I’m over at Once Upon A Crime talking about “The Art of Confusion”.
Continuing from last week, Brett had insisted that Melissa stay with him since some gunman is after her. Brave soul. Let’s see what his ulterior motive might be, shall we?
She wouldn’t talk to him. Here he was, risking his life, and she wouldn’t speak two words to him. She sat in the passenger seat of his car, silent, arms crossed, as if he was the criminal. Fuming, he was pissed that she wanted to brush him off without even giving him a chance. The rational part of his brain realized that she had been doing the right thing. They didn’t know each other. Why drag him into it? What she didn’t know was Brett Winn decided when he wasn’t going to give a relationship a chance.
Instantly, he recognized his ego talking there. He had to admit, he’d done all the brushing off of women in the past. Oh, he’d been charming and nice about it pulling out the “Let’s be friends” motif, but the truth was there in front of him. He didn’t like rejection. What man did?
“Do you have any family to call to let them know where you are?” He tried to break their twenty minutes silence. God, he hated southern California traffic.
“No. No one.” Something about her dead tone made his heart clench.
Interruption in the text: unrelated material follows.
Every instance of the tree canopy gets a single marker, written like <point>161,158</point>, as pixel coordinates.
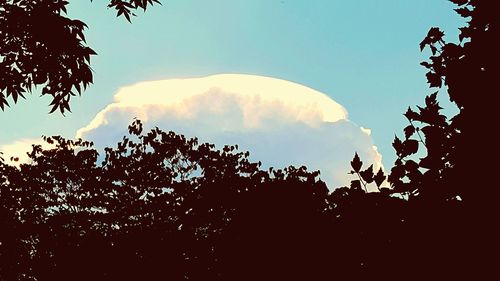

He had lots of siblings. He didn’t like all of them, but he had them. “Alone” was not something he understood. Here was a woman without anyone to care about her. It was sad.
“Well, you’re not missing much.” He quipped and tried to lighten the mood. “The only thing I get from my siblings are phone calls checking up on me and giving me unwanted advice.”
“Most people don’t appreciate what they have, I’ve found.” Her tone was dry and she didn’t even glance at him.
He was a little miffed. “I’ve found that too. I mean, if someone is willing to help another person, it does seem a little ungrateful to refuse, don’t you think?”
She glared at him. “I never asked you for anything.”
“And yet, I offered to help.” He raised one eyebrow. “I take it you enjoy being alone?”
A shattered expression in her eyes made him wince. “Of course.” She turned away but not before he noted unshed tears.
“Well, not to worry.” He said cheerfully. “I only have a big, massive dog to contend with. You’ll be alone a lot.”
“I could be alone in my own apartment.” She said through gritted teeth.
“But then I’d worry.” He grinned at her. “And that would be tragic. Come on. Take pity on me.”
Her lips twitched. “Does this act work on anybody?”
“Not yet, but I’m hoping.”
She shook her head. “You’re crazy.”
“That’s what my mother says.” He shot her an amused glance. “It’s a family trait. Don’t worry. Nixon doesn’t bite.”
“Nixon? You named your dog Nixon?” She snorted. “Why?”
“You won’t have Nixon to kick around anymore.” Brett gave his best Nixon impression minus the “I am not a crook” hand signals since he was driving.
She laughed and something shifted inside his gut. It was as if he’d waited all his life to hear her laugh. It was a little disturbing.